My eyes squinted. I'd heard that somewhere before.

“Tue aurais du lolo.”You will have your milk.

My chest tightened. Another familiar, yet odd line I'd heard. Where the fuck had I heard it? Thea was only humming the tune in the past.

“Hail’d Je serai la pour toi.” I will be here for you.

Images of the desert fluttered through. Two pairs of boots walking and a familiar male's voice sounded, "My wife just had our baby girl. My baby, my Rose."

Thea sang the last line. “à côté de toi toute la nuit.” Beside you all night long.

The male's voice continued. “And here I am, stuck on a mission. But we do what we have to in order to keep them safe, right?” He handed me the photo of a mother and child. The mother’s face was cut off from the nose down. Had it been Thea? I couldn’t remember the photo well enough to be sure.

The air in my lungs turned to fire. No. It couldn't be. Joe Brown was not… When had he shown me the photo of an infant? About seven years ago. But Kyle was the baby’s father. The humming and the singing continued, over and over until Paisley's eyes softened and her body grew heavy. Then she was asleep.

"Thea," I whispered, forcing down the bile caught in my throat.

She glanced up at me.

"Where did you hear that song?"

"My dad sang it to me."

I rubbed my eyes. “Your dad?”

She nodded. “Yeah, why?”

I shook my head. "Nothing. I just feel like I’ve heard it before."

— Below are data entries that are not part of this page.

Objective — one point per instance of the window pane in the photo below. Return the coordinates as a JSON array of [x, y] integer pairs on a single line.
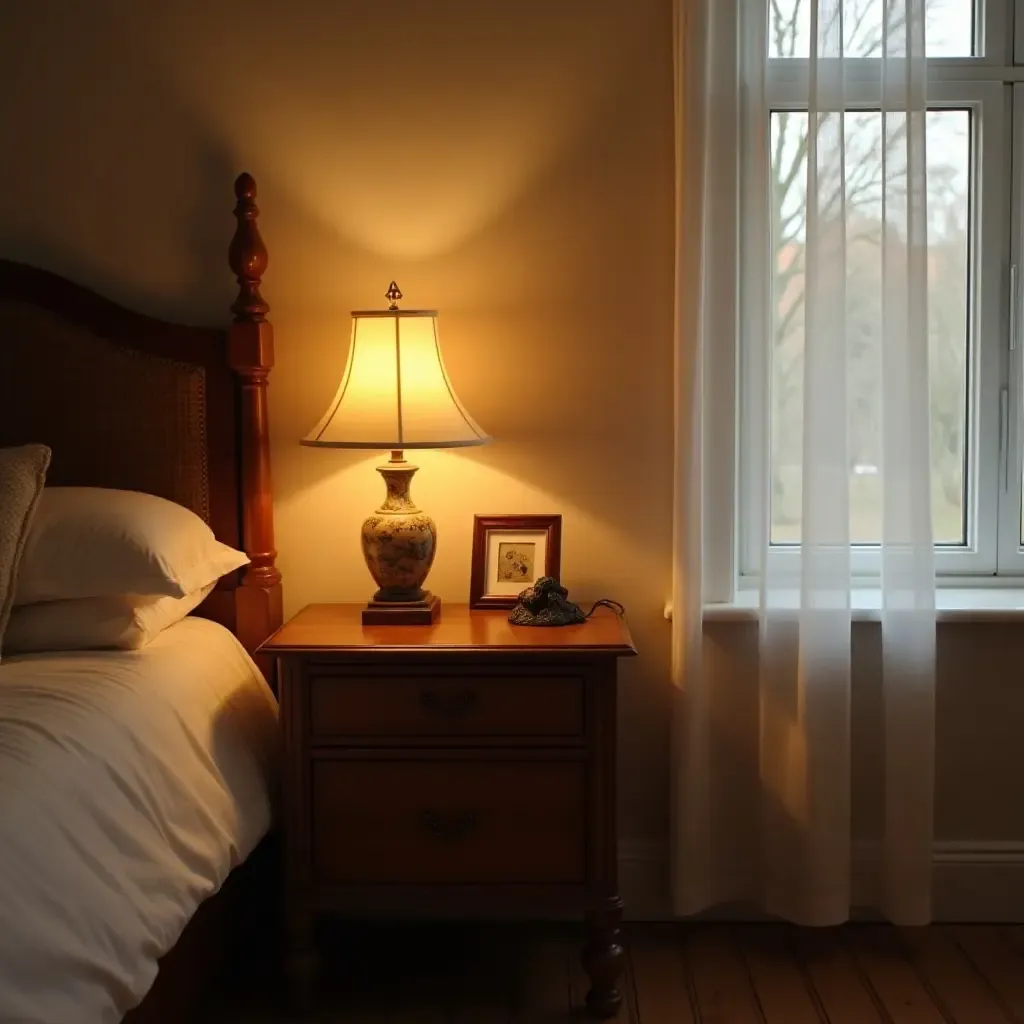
[[948, 202], [949, 27]]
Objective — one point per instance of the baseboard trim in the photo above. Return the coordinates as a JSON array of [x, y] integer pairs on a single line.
[[974, 881]]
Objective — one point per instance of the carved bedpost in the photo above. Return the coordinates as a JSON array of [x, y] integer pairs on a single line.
[[250, 340]]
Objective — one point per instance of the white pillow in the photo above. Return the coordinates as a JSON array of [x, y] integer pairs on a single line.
[[96, 542], [128, 622], [23, 472]]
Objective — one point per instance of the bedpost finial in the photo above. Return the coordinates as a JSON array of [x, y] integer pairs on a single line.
[[247, 255]]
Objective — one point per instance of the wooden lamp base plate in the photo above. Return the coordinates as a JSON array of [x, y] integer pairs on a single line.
[[426, 611]]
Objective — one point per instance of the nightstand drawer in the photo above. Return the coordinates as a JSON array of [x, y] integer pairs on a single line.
[[473, 705], [459, 822]]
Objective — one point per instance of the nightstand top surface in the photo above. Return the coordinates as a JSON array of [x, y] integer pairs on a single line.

Thea shrugged. “Unless you knew my dad, I doubt that. He made it up when I was a baby.”

Chapter sixteen

Shane

The storm rolled in, lightning striking against wood in the distance, and thunder cracking close enough that the ground shook with each clap.

Still, I worked with the doors of the garage open, allowing the slant of the droplets in. The wind and the chill it brought were welcoming as I frantically tore apart Thea’s Stingray.

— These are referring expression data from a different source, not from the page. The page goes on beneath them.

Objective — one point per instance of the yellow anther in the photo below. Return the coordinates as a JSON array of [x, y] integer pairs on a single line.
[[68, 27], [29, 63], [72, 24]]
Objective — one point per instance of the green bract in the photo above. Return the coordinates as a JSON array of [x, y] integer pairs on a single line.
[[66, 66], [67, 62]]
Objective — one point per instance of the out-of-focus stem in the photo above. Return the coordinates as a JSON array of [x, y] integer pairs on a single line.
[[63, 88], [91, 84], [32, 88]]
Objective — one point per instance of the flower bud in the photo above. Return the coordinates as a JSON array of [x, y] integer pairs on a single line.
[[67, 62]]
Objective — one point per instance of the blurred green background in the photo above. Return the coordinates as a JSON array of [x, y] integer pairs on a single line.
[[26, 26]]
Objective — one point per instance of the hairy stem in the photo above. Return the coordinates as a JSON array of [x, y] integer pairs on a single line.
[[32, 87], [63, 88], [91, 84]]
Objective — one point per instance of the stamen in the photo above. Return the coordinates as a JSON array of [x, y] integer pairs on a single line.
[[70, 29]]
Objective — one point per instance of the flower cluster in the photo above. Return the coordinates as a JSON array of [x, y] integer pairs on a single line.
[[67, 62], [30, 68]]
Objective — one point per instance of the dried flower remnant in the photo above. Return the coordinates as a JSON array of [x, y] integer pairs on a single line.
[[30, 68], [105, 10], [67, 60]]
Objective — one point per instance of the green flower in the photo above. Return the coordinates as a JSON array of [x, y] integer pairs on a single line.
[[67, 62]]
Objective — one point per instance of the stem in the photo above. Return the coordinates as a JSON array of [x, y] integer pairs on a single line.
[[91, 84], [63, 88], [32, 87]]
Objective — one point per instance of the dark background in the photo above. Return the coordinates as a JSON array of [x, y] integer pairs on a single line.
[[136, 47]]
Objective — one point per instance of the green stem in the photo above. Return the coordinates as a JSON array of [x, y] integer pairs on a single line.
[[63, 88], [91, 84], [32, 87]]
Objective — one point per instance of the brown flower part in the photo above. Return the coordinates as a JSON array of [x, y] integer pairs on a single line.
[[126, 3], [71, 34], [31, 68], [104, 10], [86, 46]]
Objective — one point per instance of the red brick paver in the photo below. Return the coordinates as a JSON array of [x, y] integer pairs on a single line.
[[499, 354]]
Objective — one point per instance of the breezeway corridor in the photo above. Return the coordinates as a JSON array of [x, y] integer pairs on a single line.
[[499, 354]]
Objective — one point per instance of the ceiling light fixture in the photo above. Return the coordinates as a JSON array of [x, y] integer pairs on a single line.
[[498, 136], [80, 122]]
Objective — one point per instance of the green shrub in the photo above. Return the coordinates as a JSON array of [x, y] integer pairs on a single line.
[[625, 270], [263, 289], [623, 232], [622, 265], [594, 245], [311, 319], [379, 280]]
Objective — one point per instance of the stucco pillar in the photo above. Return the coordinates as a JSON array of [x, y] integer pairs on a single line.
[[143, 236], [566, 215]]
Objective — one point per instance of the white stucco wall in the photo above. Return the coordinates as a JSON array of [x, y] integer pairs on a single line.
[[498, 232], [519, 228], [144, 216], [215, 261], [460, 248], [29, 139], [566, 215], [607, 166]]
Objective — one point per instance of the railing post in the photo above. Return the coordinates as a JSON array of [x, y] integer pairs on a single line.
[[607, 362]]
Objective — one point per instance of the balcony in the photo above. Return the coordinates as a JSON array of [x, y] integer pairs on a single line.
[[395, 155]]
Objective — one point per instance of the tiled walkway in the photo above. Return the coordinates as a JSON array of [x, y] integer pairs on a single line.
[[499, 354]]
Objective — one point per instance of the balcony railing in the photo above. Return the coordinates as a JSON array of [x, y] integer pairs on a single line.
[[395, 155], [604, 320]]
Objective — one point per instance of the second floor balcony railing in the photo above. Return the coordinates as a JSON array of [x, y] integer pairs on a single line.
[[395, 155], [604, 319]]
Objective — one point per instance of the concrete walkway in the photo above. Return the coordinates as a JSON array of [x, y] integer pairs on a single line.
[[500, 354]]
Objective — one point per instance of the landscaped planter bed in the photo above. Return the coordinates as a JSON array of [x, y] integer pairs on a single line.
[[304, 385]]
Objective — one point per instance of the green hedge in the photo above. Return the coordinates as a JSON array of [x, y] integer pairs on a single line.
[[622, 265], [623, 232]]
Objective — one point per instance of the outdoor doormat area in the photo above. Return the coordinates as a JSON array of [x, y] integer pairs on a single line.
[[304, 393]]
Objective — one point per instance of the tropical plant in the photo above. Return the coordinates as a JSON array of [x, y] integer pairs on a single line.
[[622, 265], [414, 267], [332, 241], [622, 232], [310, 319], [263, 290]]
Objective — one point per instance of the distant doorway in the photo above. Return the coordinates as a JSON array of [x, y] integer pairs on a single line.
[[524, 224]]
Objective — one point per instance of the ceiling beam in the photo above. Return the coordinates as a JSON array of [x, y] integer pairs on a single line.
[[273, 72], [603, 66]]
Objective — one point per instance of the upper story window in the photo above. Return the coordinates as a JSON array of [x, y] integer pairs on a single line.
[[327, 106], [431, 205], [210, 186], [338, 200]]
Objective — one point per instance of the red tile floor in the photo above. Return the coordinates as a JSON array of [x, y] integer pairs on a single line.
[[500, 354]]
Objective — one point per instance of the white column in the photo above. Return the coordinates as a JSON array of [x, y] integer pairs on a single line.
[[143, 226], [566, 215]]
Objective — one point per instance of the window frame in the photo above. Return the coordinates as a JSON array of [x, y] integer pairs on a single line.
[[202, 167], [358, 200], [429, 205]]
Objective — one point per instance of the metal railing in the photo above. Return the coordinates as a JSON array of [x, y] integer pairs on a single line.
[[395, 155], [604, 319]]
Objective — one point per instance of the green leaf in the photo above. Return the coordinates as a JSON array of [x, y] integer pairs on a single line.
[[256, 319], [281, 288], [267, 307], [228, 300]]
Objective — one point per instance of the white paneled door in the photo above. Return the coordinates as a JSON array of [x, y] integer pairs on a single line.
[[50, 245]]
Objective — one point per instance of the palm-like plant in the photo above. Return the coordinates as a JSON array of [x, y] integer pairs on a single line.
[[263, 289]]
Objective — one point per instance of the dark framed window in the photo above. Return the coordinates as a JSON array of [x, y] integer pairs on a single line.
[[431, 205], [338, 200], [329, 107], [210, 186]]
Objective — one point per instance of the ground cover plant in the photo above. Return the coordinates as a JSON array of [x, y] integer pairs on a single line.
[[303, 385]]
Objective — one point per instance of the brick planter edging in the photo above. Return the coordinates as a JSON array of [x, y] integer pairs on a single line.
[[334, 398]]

The panels of the door were the first place I looked. There was nothing, not even a letter to his daughter. I wasn’t sure what exactly I was looking for, or if it would even be here, hidden in the vehicle.

But my gut told me there was more to this, that I needed to piece together. John Black had infiltrated us. He’d befriended us and talked about his daughter, Rose. Even showed us pictures of her as a young child. I listened to that damn song he hummed, and sat with him when he’d been shot in the stomach. He had said she lived in North Carolina with her mother.